Alors qu’une infime minorité, 1 % de la population zimbabwéenne, essentiellement blanche, possédait 70 % des terres arables du pays, "Comrade Bob" a confisqué les terres de 4 000 fermiers Blancs pour les donner notamment à des familles rurales pauvres. La cause aussi noble puisse-t-elle être, a eu des conséquences économiques catastrophiques.
"Les terres ont été redistribuées à des gens qui n’avaient pas toujours la capacité, la connaissance suffisante pour mettre ces terres en valeur", explique Emmanuel Goujon. Avant le début de la réforme agraire en 2 000, le pays était surnommé le "grenier à blé de l’Afrique australe".
L’économie nationale s’appuyait principalement sur les exportations agricoles. Mais le rendement des exploitations a dégringolé après la réforme agraire, et le pays, qui participait auparavant à l’approvisionnement du Programme alimentaire mondial, est devenu tout à coup demandeur, pour nourrir près d’un quart de sa population, de l’aide alimentaire de l’ONU.
Tsvangirai affaibli après la cohabitation
Au-delà du secteur agricole, les trois décennies de Mugabe au pouvoir n’ont pas été florissantes pour le pays.
En 2008, lors de la précédente élection présidentielle, l’inflation était si forte qu’elle n’était pas précisément chiffrable, certains économistes ont estimé à plus de 231 000 000 % la dévaluation de la monnaie nationale en 2008.
Le chômage atteignait 94 % de la population active fin 2007. Dans les supermarchés, les rayons étaient vides, trouver des denrées de bases relevait alors de l’exploit.
Aujourd’hui, après quatre ans de cohabitation à la tête de l’État, "la situation s’est un peu améliorée même si la croissance a été revue un peu à la baisse, estime Emmanuel Goujon. Mais rien n’est véritablement réglé pour autant.
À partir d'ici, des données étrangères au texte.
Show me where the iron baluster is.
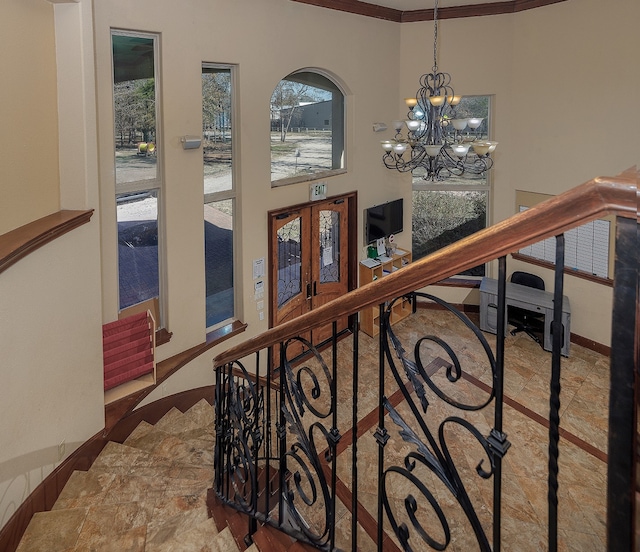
[548,234,564,552]
[607,217,640,550]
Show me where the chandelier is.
[382,0,498,181]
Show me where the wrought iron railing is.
[214,171,640,551]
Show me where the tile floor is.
[12,309,608,552]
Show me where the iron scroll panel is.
[278,337,340,550]
[379,293,510,551]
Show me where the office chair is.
[507,271,544,347]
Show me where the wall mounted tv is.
[364,198,404,244]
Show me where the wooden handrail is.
[213,167,640,367]
[0,209,93,272]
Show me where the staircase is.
[17,399,298,552]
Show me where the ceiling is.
[292,0,566,23]
[350,0,504,11]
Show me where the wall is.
[0,0,59,234]
[0,222,104,527]
[401,0,640,345]
[90,0,409,388]
[0,0,104,527]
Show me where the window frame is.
[201,62,242,334]
[411,94,493,280]
[269,67,347,188]
[110,28,167,330]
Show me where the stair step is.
[18,400,310,552]
[16,508,88,552]
[52,471,116,510]
[253,525,295,552]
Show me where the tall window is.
[111,31,162,320]
[412,96,490,276]
[271,71,345,186]
[202,63,236,328]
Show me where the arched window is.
[271,69,345,186]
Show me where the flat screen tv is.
[364,199,403,244]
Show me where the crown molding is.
[292,0,566,23]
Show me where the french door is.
[269,197,350,358]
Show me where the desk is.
[480,278,571,356]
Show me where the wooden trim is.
[104,320,247,433]
[293,0,403,23]
[292,0,566,23]
[511,253,613,287]
[433,276,482,288]
[0,386,214,552]
[214,173,638,367]
[0,209,93,273]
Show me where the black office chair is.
[507,271,544,347]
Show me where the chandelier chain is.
[381,0,498,182]
[433,0,438,74]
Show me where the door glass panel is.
[319,211,340,284]
[277,217,302,308]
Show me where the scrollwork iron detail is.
[281,337,340,549]
[381,293,509,551]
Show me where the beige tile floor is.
[12,309,608,552]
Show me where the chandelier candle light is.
[382,0,498,181]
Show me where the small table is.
[480,278,571,357]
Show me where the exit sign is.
[309,182,327,201]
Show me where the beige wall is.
[95,0,409,376]
[0,0,59,234]
[0,222,104,527]
[0,0,104,527]
[401,0,640,345]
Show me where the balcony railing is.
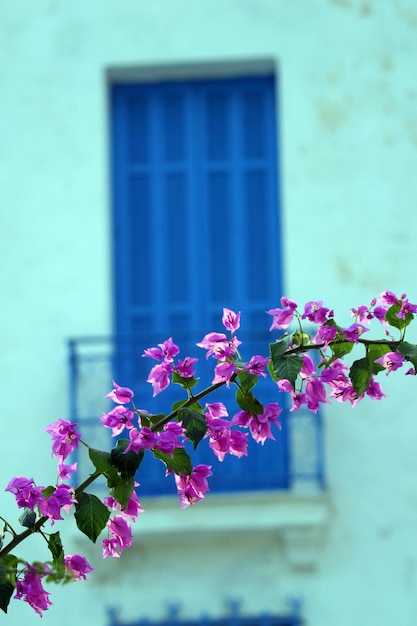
[69,332,325,495]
Environ 80 % de la population est encore au chômage, environ deux millions de Zimbabwéens sont partis à l’étranger. La situation n’est pas encore au beau fixe : beaucoup de jeunes fuient le pays parce qu’ils n’ont aucune perspective d’avenir au Zimbabwe".
Et c’est précisément parmi les jeunes – 30 % des Zimbabwéens ont moins de 30 ans – que l’adversaire de Robert Mugabe puise son électorat. Mais, selon Emmanuel Goujon, il n’a pas su tirer profit de ces quatre années à la tête du gouvernement.
"Morgan Tsvangirai a été aux commandes pendant plusieurs années, et il n’a pas réussi à capitaliser sur les succès du régime. Toutes les réussites un peu frappantes, Mugabe se les est attribuées. Tsvangirai apparaît ainsi un peu affaibli par cette situation de partage de pouvoir avec Mugabe".